Все это время Андреа сидела, откинувшись на спинку стула и легонько покачиваясь. Сейчас она попросила слова.
– Послушайте, в последние годы никто из вас бабушку толком не знал. Ни ты, папа, ни ты, дядя Ханс. Ни Греве, ни Магнус. Ни Сверре, ни я.
М. Магнус был прав: младшая дочь вскрыла самую суть проблемы.
– Только один из нас, сидящих здесь за столом, мало-мальски вправе высказаться о том, чего, собственно, хотела бабушка. Так что не будем слушать занудную перепалку между папой и Хансом, а лучше ты, Саша, расскажи нам, чтó интересного тебе известно об этом деле.
Александра разложила на столе бумаги, потом выпрямилась.
– Я глубоко уважаю аргументы обеих сторон, – дипломатично начала она. – Но если исходить из разговоров с бабушкой, то я согласна с Хансом: делать вывод, что бабушка не оставила завещания, преждевременно. Я имею в виду, нам нельзя спешить.
– Александра… – начал было Улав, но дочь была непоколебима.

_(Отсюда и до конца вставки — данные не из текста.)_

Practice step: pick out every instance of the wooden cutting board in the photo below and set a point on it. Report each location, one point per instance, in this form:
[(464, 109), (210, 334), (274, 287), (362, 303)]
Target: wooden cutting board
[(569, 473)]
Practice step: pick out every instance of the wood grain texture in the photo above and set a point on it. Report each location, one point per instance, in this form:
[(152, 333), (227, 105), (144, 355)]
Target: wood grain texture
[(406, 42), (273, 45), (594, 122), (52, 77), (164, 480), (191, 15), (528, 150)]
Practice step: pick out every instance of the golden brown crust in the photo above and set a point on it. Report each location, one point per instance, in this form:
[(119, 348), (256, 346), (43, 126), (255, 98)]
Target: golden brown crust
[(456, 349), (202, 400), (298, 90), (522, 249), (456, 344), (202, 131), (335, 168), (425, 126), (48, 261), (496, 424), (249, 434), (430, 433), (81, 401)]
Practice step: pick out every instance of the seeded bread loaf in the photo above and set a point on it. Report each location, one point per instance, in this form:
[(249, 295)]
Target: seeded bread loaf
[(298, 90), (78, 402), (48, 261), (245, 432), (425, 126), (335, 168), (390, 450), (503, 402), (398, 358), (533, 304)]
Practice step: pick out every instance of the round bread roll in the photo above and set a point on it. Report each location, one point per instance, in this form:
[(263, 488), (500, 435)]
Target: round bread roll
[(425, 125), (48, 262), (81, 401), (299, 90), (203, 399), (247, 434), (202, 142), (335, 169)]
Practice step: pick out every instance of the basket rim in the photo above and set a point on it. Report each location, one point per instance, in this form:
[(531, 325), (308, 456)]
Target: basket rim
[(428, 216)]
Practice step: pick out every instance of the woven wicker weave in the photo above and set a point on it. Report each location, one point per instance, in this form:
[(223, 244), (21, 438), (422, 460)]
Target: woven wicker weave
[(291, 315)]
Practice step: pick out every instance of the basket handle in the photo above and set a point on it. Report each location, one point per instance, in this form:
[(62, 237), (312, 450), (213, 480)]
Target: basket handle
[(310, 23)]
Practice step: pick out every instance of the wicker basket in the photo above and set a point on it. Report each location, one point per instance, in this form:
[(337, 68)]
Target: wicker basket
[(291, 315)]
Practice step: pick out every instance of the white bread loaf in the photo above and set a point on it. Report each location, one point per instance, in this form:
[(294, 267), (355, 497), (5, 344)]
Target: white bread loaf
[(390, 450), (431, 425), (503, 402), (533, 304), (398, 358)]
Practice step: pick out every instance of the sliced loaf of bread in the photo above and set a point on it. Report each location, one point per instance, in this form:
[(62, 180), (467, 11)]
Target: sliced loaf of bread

– Я не хочу, чтобы смерть бабушки обернулась недостойной склокой меж ветвями нашей семьи. И предлагаю отложить решение до того дня, когда бергенцы смогут приехать сюда в полном составе. А тогда предлагаю провести семейный совет, где наша семья встретится с твоей, Ханс. Без сторонних адвокатов. Я уверена, бабушка предпочла бы такой вариант.
– А вот я не уверен, – буркнул Улав, но остальные кивнули, так что он явно был в меньшинстве. – Ладно, пусть будет семейный совет, – нехотя согласился он. – Но не приходите ко мне, если все кончится скандалом.
Улав почувствовал, что проголодался, и очень скоро был подан обед: нежный суп-пюре из кабачков с крутонами и плавленым рокфором, затем фрикасе из барашка с отварным картофелем и вино из собственного погреба – «Шато Марго» урожая 2005 года, одно из самых лучших. Баранина прямо-таки отпадала от костей, а ядреный томатный соус с шампиньонами и маринованным луком приятно отдавал розмарином. Не иначе как Андреа посыпала старые знакомые рецепты волшебной пыльцой.
Тем не менее он молча сидел в своем кресле (остальные сидели на стульях), в центре длинной стороны стола, а вовсе не у торца, как думают в народе. Что народ несведущ, удивляться не приходится, куда хуже ощущение, что собственная семья вышла из-под контроля.